Coach Pozzecco raggiante per la vittoria e la prestazione «Vedere giocare questi ragazzi è una soddisfazione»

SASSARI. Poz tira il fiato, sorride, parte e non si ferma più: «Faccio i complimenti a Venezia, hanno iniziato con brutte percentuali di tiro ma hanno avuto la forza di reagire. Noi siamo andati bene in difesa ma quello che mi è piaciuto di più, a parte l’episodio di domenica, è che c’è vero rispetto fra i giocatori ed è una cosa bella, la considerazione dell’avversario. Penso che anche De Raffaele l’abbia vissuta così. Poi, ho visto un arbitraggio di grande livello, e ho finito i complimenti».

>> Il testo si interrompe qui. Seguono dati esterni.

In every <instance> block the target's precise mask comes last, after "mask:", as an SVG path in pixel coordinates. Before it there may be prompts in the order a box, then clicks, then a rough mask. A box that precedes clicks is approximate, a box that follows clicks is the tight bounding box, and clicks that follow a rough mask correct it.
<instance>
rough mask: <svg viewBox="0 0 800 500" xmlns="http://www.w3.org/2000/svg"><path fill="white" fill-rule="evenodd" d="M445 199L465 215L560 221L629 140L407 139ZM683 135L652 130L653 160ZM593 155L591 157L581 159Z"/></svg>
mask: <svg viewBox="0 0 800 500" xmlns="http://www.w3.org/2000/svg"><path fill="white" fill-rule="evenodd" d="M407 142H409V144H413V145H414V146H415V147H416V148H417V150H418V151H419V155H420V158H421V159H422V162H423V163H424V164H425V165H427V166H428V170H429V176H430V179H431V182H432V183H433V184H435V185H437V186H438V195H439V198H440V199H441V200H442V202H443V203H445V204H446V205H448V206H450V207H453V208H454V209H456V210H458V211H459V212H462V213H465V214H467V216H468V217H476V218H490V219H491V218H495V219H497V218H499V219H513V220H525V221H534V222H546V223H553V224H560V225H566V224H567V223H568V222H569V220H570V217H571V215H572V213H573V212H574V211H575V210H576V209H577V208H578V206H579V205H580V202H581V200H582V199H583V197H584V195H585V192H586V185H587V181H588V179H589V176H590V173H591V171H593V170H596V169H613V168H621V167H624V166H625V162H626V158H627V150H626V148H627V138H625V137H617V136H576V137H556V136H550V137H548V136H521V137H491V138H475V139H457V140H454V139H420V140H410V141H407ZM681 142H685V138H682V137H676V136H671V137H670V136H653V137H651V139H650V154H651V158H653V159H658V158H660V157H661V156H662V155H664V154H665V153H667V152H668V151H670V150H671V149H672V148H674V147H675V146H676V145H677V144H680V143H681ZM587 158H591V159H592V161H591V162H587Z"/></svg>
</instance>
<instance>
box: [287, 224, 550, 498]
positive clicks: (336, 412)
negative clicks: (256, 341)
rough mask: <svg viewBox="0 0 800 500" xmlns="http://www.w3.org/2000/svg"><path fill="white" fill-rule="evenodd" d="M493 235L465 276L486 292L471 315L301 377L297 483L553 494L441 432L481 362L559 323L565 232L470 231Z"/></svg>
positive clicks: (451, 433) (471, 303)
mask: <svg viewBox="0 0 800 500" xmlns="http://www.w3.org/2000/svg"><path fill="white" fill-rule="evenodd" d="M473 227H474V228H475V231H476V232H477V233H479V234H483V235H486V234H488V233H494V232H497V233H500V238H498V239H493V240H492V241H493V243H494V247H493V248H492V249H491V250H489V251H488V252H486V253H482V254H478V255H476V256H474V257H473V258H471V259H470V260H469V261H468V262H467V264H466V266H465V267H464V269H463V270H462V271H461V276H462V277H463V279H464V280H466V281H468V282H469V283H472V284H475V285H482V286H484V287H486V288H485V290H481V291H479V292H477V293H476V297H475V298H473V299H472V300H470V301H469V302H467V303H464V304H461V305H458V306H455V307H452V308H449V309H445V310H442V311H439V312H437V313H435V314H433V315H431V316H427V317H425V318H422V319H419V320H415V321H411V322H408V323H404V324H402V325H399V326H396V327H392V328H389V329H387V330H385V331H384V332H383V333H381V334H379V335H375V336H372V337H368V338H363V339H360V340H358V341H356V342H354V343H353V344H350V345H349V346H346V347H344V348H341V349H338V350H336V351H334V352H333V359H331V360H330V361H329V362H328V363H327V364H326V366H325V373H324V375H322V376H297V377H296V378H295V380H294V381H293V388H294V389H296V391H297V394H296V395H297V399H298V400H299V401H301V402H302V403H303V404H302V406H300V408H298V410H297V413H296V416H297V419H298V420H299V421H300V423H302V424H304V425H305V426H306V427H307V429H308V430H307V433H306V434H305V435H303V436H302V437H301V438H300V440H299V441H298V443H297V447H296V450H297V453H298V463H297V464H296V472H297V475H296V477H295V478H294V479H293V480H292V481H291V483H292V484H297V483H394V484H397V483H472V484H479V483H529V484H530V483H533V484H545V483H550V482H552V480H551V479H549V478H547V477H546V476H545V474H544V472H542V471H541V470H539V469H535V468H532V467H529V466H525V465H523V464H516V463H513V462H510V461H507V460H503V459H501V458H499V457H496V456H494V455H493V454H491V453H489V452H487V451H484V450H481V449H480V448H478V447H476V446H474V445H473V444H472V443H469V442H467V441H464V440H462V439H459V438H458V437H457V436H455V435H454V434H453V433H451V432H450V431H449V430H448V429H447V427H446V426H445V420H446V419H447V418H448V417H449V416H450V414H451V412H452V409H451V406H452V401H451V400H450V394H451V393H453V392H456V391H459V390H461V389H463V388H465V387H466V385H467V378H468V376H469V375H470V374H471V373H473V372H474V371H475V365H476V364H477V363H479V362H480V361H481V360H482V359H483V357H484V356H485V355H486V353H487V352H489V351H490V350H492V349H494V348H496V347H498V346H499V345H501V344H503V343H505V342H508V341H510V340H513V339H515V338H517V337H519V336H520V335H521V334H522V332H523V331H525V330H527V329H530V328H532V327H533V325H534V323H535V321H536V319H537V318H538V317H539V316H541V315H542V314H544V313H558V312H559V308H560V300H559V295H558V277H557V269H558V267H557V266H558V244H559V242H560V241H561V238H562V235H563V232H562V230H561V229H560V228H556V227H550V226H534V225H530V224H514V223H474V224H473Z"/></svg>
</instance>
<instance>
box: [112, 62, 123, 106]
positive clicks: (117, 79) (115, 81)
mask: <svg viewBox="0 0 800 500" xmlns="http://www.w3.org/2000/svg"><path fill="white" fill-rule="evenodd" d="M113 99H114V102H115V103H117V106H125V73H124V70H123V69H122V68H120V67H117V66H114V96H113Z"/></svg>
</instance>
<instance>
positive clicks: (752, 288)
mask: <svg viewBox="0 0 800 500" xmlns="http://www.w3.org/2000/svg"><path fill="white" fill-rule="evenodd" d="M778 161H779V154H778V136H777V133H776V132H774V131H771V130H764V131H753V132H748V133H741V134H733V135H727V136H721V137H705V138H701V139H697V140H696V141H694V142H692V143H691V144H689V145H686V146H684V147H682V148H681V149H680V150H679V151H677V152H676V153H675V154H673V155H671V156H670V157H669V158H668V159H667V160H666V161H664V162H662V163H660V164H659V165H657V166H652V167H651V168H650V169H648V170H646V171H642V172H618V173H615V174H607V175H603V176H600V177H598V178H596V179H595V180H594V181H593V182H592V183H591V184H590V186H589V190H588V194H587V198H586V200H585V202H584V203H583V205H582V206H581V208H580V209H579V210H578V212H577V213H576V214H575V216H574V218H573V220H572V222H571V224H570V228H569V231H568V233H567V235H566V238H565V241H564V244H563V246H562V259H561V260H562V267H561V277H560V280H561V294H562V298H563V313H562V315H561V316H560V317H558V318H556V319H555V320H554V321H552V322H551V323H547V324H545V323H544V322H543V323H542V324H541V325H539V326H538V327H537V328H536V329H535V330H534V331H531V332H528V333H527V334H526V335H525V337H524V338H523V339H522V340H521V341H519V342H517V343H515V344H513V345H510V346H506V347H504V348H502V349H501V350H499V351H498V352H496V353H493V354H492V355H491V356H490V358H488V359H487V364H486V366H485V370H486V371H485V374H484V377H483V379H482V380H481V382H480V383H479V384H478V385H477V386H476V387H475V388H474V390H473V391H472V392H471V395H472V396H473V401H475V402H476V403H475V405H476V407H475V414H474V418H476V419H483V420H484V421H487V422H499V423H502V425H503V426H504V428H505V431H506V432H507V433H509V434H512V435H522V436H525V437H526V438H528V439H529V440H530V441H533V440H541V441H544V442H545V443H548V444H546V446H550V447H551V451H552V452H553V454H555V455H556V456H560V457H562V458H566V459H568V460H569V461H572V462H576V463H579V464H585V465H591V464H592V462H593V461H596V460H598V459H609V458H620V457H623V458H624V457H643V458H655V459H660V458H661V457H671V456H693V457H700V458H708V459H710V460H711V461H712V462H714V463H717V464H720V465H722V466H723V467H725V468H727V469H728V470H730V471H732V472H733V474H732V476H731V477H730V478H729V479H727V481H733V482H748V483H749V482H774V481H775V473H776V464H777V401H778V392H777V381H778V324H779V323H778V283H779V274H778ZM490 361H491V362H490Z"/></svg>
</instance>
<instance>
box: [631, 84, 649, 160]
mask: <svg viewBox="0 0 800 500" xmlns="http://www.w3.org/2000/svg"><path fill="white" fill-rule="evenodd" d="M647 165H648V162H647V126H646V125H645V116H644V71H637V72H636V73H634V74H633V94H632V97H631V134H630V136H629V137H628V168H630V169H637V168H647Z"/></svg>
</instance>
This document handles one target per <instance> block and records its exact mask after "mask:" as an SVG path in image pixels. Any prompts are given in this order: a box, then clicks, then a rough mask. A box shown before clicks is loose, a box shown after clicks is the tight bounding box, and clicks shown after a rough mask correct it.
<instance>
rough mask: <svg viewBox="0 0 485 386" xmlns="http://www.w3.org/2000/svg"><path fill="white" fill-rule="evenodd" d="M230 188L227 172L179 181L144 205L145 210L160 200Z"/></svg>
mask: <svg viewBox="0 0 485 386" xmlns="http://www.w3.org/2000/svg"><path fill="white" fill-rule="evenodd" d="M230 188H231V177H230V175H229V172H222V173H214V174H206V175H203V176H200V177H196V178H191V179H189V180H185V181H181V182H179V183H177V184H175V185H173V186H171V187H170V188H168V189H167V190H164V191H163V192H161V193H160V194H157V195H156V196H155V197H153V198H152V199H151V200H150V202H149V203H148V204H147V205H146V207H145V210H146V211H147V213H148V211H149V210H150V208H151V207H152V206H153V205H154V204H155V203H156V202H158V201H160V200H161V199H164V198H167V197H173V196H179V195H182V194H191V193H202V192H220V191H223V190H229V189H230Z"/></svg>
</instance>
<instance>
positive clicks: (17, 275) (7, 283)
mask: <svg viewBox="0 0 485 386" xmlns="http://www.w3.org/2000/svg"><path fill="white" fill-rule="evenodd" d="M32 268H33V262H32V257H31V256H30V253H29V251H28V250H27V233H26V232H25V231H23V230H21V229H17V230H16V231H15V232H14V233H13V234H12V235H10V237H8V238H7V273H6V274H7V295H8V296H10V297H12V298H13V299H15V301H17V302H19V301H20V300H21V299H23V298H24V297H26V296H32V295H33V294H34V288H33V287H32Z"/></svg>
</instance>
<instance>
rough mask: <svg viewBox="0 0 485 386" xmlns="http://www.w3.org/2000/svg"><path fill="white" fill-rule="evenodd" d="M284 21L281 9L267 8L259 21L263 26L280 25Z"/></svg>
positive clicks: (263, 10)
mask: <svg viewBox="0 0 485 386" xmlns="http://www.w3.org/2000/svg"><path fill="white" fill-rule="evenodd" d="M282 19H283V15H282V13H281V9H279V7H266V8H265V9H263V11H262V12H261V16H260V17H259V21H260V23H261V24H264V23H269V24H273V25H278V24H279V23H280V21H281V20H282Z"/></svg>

«Lo dicevo prima della partita – prosegue Poz –, l’unica sensazione negativa che vivo è il dispiacere non aver giocato davanti alla gente, non per lo spettacolo ma per il cuore. Anche quello dei giocatori. Kruslin non doveva giocare ma si è reso disponibile solo ed esclusivamente per amore del gruppo, è questo il suo sentimento in questo momento. Ma ci sono due persone che un po’ come i tifosi non hanno potuto vivere come meritano quello che stiamo vivendo, Jack Devecchi e Vasa Pusica. Mi ero rotto il ginocchio nei lontani anni 90, ero rimasto fuori e non è lo stesso, soprattutto quando vinci vivi una sorta di gelosia. Entrambi meriterebbero di essere qui e di condividere la gioia con i compagni, sono due ragazzi straordinari».

La partita? «Siamo andati sopra, pensi di aver messo la gara sui binari giusti poi ti rendi conto che deragli, e contro Venzezia può succedere. Ci siamo innervositi, siamo stati molto bravi a non enfatizzare gli errori e con lo staff ho solo chiesto di giocare insieme e di aiutarsi. Sono stati bravi a farlo, abbiamo tratto un grande vantaggio dalla serenità concedendo poco nel quarto periodo, 14 punti, crediamo in quello che facciamo».

«Katic? Non ho più parole, vederli giocare è una soddisfazione: Toni ha fatto una partita straordinaria, tutti l’hanno fatta, come in un’insalata, come gli ingredienti giusti, estremamente saporita. Bendzius è pazzesco, Marco un giocatore da Nba, Miro è un po’ come il centro-boa nella pallanuoto, come i campioni nessuno riesce a metterlo sott’acqua. Ora gara5, una delle due uscirà. Non so chi, i valori sono simili, sarà in ogni caso un’ingiustizia per chi uscirà. Una vincerà ma l’altra squadra non uscirà dal campo sconfitta».